Yesterday, Claude betrayed me. He pushed some code he’d written straight into production.
I just asked him to fix a bug and then to create a pull request, and instead, he decided to directly push his code to main, and from there it went straight to our production system.
So then I see people on the Internet writing, "oh, so we just add some instructions on our Claude MD file - like "don’t push something directly to main" or "don’t delete my database".
But that's wrong - Claude may or may not listen to my nice Claude MD file.
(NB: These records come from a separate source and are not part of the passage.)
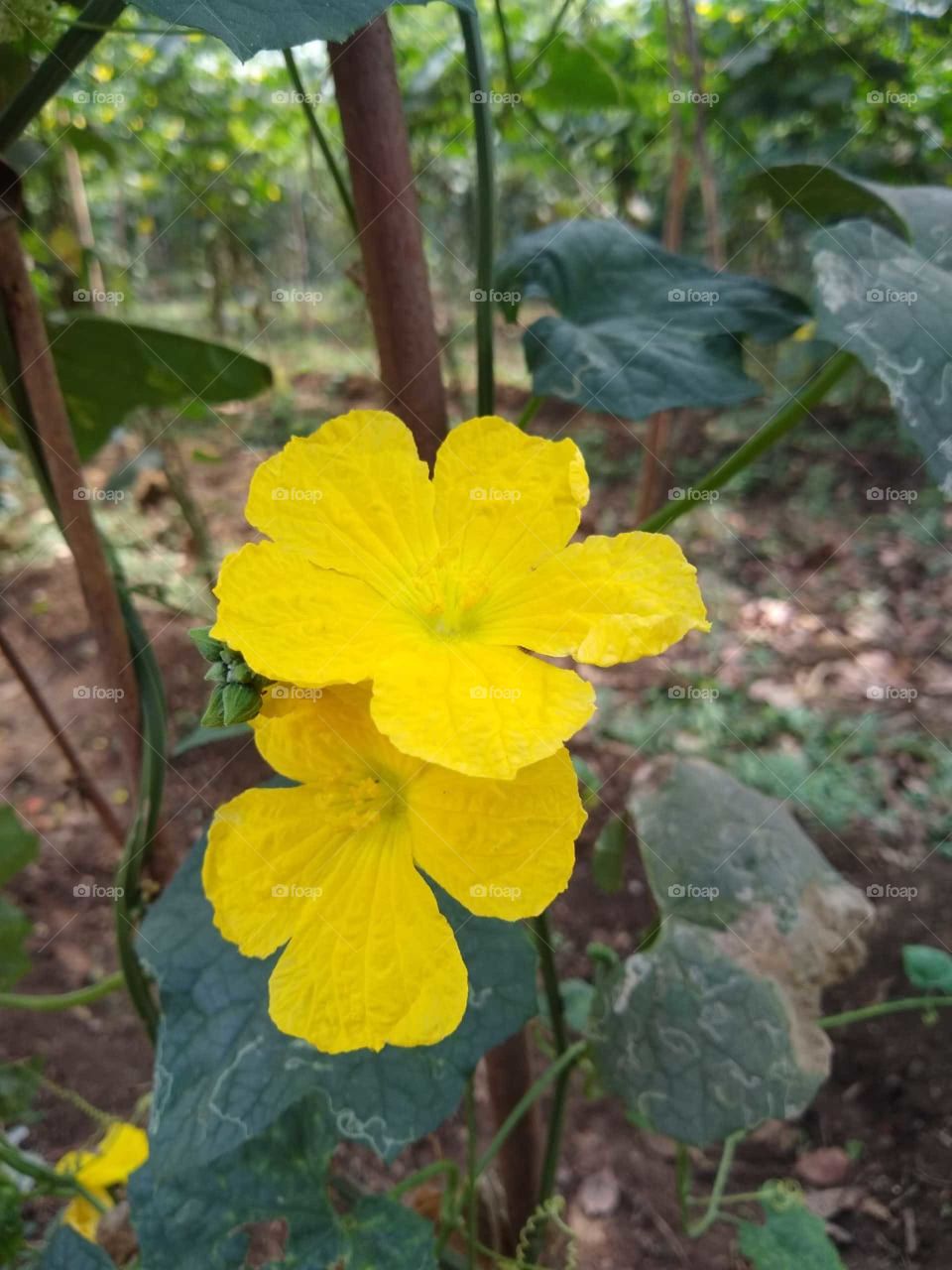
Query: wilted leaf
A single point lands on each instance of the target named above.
(883, 300)
(712, 1028)
(638, 329)
(223, 1072)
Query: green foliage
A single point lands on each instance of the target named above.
(249, 27)
(725, 997)
(225, 1074)
(109, 368)
(892, 308)
(639, 329)
(928, 968)
(67, 1250)
(791, 1238)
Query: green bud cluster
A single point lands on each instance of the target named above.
(236, 695)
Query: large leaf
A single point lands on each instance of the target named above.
(883, 300)
(223, 1072)
(712, 1028)
(249, 26)
(791, 1238)
(70, 1251)
(825, 193)
(639, 329)
(109, 368)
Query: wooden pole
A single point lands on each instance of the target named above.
(390, 231)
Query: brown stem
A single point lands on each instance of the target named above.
(509, 1075)
(390, 230)
(85, 784)
(41, 388)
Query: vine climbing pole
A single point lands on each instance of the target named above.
(390, 231)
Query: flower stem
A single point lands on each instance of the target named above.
(535, 1091)
(720, 1184)
(317, 134)
(485, 206)
(787, 417)
(884, 1007)
(51, 1001)
(553, 996)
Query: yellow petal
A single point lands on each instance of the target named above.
(382, 966)
(503, 848)
(268, 855)
(483, 711)
(82, 1216)
(123, 1150)
(602, 601)
(354, 495)
(294, 621)
(504, 499)
(326, 735)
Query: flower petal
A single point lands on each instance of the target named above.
(483, 711)
(123, 1150)
(384, 966)
(301, 624)
(504, 499)
(503, 848)
(326, 735)
(602, 601)
(270, 852)
(354, 497)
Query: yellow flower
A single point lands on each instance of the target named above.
(330, 869)
(433, 588)
(123, 1150)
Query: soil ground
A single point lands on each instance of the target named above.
(817, 593)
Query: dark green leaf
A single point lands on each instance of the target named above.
(792, 1238)
(67, 1250)
(18, 846)
(712, 1026)
(928, 968)
(639, 329)
(883, 300)
(249, 26)
(608, 856)
(109, 368)
(223, 1072)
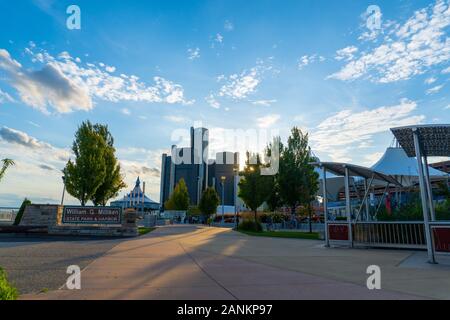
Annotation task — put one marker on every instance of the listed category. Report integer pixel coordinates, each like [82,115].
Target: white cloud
[339,135]
[346,54]
[193,53]
[430,80]
[306,60]
[410,49]
[264,103]
[37,173]
[435,89]
[239,86]
[218,38]
[67,85]
[125,111]
[268,121]
[107,68]
[5,97]
[176,119]
[228,26]
[212,101]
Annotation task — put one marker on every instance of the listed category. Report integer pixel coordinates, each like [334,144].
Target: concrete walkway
[192,262]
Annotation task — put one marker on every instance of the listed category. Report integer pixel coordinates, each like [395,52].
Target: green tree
[19,215]
[209,202]
[6,163]
[179,199]
[113,181]
[297,179]
[273,150]
[88,172]
[254,188]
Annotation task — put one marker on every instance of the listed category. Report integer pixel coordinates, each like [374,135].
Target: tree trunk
[310,216]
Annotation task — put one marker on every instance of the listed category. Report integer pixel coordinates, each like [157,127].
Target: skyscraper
[189,163]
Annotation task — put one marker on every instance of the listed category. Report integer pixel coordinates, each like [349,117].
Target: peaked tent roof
[395,162]
[136,195]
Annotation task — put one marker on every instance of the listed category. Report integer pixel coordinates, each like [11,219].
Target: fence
[8,215]
[391,234]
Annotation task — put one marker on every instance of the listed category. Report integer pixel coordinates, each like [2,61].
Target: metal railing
[8,214]
[390,234]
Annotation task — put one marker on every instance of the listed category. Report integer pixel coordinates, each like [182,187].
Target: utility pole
[223,178]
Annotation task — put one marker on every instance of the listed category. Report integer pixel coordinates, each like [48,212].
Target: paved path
[191,262]
[34,263]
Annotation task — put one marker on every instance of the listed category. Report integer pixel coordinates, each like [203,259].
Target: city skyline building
[191,164]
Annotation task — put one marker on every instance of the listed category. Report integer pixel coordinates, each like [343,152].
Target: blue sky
[148,68]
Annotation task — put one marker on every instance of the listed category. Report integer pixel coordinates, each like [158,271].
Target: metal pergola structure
[349,170]
[423,141]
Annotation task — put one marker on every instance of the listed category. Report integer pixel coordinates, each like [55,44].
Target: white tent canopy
[396,163]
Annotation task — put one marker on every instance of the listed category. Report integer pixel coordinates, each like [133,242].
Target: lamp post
[64,189]
[222,180]
[235,171]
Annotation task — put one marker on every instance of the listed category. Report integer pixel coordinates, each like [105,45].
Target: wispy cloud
[125,111]
[5,97]
[65,84]
[193,53]
[228,26]
[342,134]
[264,103]
[268,121]
[176,119]
[306,60]
[409,49]
[435,89]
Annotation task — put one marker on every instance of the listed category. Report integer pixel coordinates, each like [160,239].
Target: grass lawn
[7,291]
[143,230]
[284,234]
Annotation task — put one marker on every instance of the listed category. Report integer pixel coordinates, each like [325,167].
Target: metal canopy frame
[349,170]
[422,142]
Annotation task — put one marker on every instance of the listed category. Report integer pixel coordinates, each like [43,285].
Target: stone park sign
[92,215]
[82,221]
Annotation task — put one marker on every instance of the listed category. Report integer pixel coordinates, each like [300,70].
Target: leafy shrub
[19,215]
[278,218]
[250,225]
[443,210]
[7,291]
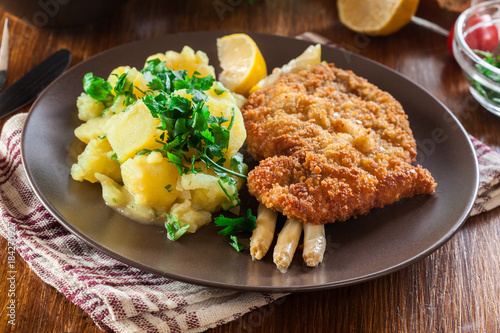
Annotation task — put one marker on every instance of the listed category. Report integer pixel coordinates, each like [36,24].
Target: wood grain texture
[455,289]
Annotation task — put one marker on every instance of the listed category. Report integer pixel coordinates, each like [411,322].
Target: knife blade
[4,54]
[28,87]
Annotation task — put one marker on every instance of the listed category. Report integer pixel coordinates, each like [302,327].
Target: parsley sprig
[234,226]
[190,134]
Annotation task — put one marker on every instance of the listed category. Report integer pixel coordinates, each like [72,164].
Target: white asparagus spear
[287,242]
[263,234]
[314,244]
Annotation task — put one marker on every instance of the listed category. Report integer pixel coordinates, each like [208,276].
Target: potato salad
[162,141]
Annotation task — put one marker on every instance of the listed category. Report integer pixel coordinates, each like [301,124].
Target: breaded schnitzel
[332,146]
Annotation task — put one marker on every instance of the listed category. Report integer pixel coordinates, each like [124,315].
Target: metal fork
[4,54]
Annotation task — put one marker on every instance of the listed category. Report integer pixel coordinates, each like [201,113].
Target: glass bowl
[469,51]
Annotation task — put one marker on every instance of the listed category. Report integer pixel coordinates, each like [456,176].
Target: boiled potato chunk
[151,180]
[88,107]
[122,200]
[96,158]
[206,192]
[187,215]
[92,129]
[224,105]
[133,130]
[187,59]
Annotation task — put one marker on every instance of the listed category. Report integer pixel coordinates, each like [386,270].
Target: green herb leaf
[97,88]
[236,225]
[235,243]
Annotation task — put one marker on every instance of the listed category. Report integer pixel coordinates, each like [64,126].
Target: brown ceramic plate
[382,242]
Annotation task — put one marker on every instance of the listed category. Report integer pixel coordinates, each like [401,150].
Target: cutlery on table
[4,54]
[28,87]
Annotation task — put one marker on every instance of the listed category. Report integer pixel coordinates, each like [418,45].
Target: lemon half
[379,18]
[242,63]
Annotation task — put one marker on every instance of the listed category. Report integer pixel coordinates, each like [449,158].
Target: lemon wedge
[379,18]
[242,63]
[310,57]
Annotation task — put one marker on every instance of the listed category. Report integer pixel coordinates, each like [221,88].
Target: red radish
[484,38]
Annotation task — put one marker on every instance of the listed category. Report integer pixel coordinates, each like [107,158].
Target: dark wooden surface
[455,289]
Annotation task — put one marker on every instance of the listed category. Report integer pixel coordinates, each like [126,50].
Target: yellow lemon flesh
[310,57]
[242,63]
[378,18]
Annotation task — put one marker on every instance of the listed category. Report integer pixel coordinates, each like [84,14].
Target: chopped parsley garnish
[190,133]
[190,136]
[174,229]
[234,226]
[97,88]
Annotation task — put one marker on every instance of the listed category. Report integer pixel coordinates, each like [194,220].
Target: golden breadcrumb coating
[332,146]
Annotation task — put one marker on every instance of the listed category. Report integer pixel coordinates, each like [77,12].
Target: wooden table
[455,289]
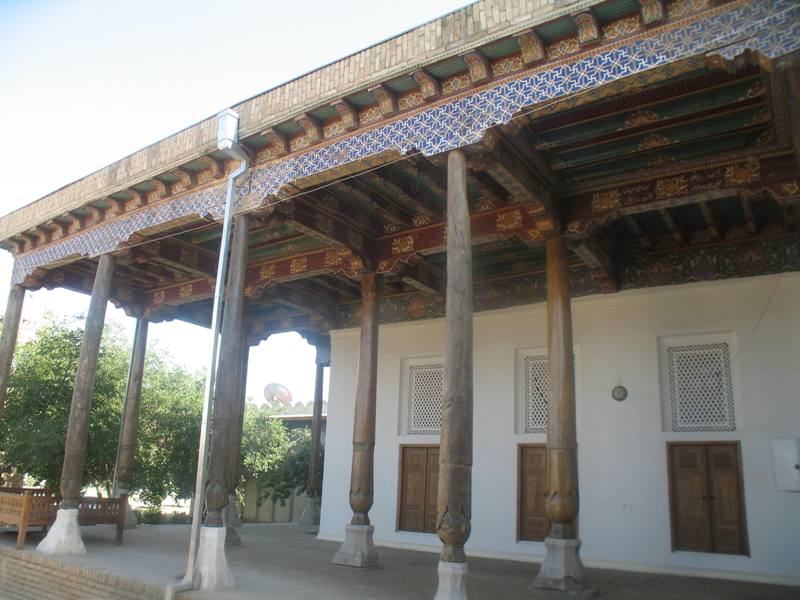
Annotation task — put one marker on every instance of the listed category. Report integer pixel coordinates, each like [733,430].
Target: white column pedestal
[562,569]
[212,567]
[130,516]
[64,536]
[358,550]
[230,516]
[452,581]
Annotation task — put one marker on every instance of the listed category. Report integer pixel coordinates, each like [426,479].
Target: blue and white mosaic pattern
[770,26]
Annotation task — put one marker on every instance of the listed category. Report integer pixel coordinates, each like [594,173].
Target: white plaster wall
[624,518]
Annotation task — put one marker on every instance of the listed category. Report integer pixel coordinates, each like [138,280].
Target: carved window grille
[699,385]
[424,388]
[534,393]
[532,390]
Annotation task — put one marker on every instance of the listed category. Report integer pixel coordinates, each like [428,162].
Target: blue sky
[84,83]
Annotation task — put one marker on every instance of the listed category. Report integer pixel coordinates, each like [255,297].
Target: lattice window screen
[700,387]
[534,393]
[425,387]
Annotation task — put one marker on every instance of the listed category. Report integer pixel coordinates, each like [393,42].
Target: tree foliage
[33,428]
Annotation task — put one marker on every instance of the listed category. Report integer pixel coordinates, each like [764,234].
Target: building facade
[626,488]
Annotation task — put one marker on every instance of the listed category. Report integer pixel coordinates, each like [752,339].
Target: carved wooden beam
[387,102]
[671,221]
[331,229]
[643,236]
[259,275]
[588,29]
[137,199]
[711,220]
[278,141]
[348,113]
[479,68]
[288,295]
[596,256]
[312,127]
[511,171]
[326,203]
[405,193]
[749,215]
[652,11]
[215,166]
[162,188]
[64,224]
[368,198]
[515,221]
[428,84]
[531,46]
[421,275]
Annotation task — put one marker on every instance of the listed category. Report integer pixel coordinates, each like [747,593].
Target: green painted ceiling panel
[501,48]
[448,67]
[558,29]
[324,113]
[403,84]
[361,99]
[608,11]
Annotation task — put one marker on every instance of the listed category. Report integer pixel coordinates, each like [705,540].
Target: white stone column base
[452,581]
[357,549]
[309,518]
[562,569]
[64,536]
[212,567]
[130,517]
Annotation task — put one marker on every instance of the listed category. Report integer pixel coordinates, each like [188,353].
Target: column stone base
[130,517]
[64,536]
[230,516]
[309,518]
[562,569]
[212,567]
[358,550]
[452,581]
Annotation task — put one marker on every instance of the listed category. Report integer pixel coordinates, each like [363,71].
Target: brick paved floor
[280,561]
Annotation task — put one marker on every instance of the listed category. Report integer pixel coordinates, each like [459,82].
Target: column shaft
[316,430]
[562,500]
[8,339]
[363,469]
[228,375]
[78,426]
[454,504]
[130,417]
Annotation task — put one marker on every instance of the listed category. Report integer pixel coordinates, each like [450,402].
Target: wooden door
[419,482]
[727,505]
[533,522]
[706,499]
[691,518]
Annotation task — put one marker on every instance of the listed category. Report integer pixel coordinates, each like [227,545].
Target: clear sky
[84,83]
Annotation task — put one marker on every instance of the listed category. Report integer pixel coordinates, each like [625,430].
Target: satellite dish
[275,392]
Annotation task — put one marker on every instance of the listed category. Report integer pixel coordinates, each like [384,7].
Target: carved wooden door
[707,506]
[419,483]
[533,522]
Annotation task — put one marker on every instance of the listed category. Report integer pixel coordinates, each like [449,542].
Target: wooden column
[130,417]
[362,472]
[561,568]
[562,460]
[226,393]
[8,339]
[454,506]
[78,426]
[323,359]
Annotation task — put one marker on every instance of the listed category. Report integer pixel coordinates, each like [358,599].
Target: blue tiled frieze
[770,26]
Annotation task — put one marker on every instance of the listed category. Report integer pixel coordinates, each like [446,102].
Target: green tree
[33,429]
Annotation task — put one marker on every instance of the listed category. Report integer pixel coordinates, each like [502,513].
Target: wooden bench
[24,507]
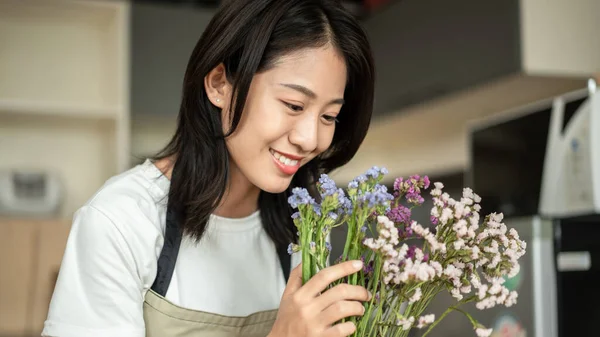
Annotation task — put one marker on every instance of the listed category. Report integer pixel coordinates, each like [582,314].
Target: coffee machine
[540,166]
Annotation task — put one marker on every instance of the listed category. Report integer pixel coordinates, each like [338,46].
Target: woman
[193,243]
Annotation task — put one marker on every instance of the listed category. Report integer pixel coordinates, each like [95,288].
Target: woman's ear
[218,87]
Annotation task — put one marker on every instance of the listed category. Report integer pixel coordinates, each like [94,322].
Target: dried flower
[462,253]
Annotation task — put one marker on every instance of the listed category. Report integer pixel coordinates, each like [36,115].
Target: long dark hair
[248,36]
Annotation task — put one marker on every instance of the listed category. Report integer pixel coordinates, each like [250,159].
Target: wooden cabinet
[30,255]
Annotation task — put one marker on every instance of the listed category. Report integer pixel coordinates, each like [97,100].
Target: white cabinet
[64,91]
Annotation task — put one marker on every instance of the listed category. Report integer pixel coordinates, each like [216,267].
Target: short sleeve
[99,291]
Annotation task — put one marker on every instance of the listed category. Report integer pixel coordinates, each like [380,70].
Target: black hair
[248,36]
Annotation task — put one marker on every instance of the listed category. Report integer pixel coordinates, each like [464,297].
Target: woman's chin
[275,185]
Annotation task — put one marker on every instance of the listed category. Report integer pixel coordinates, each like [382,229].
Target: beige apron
[165,319]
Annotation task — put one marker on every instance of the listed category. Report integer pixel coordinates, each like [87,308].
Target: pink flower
[481,332]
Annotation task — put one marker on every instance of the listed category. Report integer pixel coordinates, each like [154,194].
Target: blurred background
[497,95]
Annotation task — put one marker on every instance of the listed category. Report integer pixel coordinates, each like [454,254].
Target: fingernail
[357,264]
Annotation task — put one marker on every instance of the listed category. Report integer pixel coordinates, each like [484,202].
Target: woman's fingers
[342,292]
[340,330]
[339,310]
[294,281]
[318,283]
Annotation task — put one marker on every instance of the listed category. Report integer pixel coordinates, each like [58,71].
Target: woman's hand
[306,310]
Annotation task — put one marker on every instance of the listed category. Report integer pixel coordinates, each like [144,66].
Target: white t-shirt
[111,257]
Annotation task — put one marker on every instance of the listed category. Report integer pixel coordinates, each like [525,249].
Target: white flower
[467,193]
[456,294]
[475,281]
[512,299]
[459,244]
[482,291]
[446,215]
[405,323]
[483,332]
[416,296]
[458,210]
[425,320]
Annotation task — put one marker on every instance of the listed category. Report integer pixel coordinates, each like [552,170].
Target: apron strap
[168,254]
[170,250]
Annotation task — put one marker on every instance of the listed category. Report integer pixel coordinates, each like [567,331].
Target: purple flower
[398,184]
[400,214]
[292,248]
[411,252]
[299,197]
[317,209]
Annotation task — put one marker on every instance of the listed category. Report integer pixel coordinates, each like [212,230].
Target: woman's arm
[99,291]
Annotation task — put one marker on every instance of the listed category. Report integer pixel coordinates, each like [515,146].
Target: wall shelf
[64,91]
[55,109]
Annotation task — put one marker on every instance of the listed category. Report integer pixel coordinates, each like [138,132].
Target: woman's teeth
[284,160]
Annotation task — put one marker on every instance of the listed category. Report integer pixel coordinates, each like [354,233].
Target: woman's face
[288,119]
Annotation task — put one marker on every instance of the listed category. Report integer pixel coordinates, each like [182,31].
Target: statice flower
[300,196]
[326,186]
[425,321]
[407,264]
[375,172]
[482,332]
[378,197]
[399,214]
[411,188]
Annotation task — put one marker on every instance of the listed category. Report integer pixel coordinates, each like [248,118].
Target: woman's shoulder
[134,201]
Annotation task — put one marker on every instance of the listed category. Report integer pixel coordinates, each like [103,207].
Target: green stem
[437,321]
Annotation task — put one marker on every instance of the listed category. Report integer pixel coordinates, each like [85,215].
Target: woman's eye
[330,119]
[294,107]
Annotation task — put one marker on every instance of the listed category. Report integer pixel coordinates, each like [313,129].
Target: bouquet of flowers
[406,264]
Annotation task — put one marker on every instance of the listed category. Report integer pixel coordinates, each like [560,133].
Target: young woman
[193,242]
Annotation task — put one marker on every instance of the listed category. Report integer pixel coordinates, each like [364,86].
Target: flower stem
[437,321]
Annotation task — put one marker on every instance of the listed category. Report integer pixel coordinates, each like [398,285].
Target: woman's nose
[304,134]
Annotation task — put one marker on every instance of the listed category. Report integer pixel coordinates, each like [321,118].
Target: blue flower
[292,248]
[317,209]
[343,201]
[377,197]
[376,171]
[327,185]
[299,197]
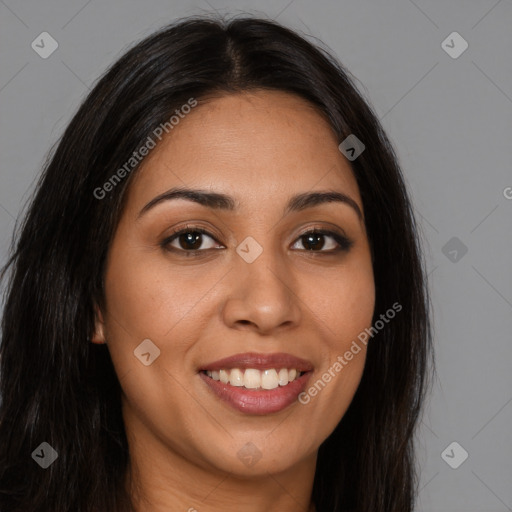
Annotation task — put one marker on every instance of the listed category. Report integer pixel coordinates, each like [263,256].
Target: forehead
[255,146]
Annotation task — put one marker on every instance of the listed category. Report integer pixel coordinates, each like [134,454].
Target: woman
[217,299]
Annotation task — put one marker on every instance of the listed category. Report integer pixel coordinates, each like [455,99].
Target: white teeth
[269,379]
[255,379]
[252,378]
[236,377]
[224,376]
[283,376]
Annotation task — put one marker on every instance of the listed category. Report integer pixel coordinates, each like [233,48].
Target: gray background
[450,120]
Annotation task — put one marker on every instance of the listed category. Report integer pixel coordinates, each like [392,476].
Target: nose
[263,296]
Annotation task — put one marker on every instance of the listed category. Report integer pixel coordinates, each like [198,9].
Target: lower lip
[251,401]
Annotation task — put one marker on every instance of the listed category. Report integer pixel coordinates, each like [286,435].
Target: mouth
[257,383]
[252,378]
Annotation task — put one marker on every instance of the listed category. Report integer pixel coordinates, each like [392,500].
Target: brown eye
[189,240]
[314,241]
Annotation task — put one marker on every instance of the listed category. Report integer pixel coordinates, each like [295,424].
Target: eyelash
[344,244]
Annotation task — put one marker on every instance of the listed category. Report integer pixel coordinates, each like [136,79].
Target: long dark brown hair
[58,387]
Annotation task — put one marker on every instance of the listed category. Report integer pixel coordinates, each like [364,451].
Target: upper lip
[260,362]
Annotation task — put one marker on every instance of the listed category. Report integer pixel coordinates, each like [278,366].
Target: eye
[189,239]
[314,241]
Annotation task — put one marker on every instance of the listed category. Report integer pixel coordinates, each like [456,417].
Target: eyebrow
[219,201]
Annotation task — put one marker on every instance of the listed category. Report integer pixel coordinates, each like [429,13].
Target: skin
[261,148]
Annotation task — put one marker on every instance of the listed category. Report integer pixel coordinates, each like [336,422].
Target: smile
[252,378]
When you think about it, the problem isn't Claude, it was me.
I didn’t put the right guardrails in my system so that he couldn’t push something directly to production. When I used to work at Google, I could never just push some code straight to prod. Someone has to approve all my PRs, I needed to roll out new features with a feature flags, and so on. There were a lot of systems and guardrails in place preventing me from doing harm to the YouTube system I was working on.
Even if I really wanted to, I couldn’t take YouTube down.
Good systems prevent you from destroying themselves, even if you didn't mean to do that. So when you're thinking to yourself how do I prevent Claude from making mistakes - think about building the right guardrails so that Claude cannot push code to main, or cannot access your production databases etc.
Otherwise, if you allow Claude to take your own system down, you’re at fault, not Claude.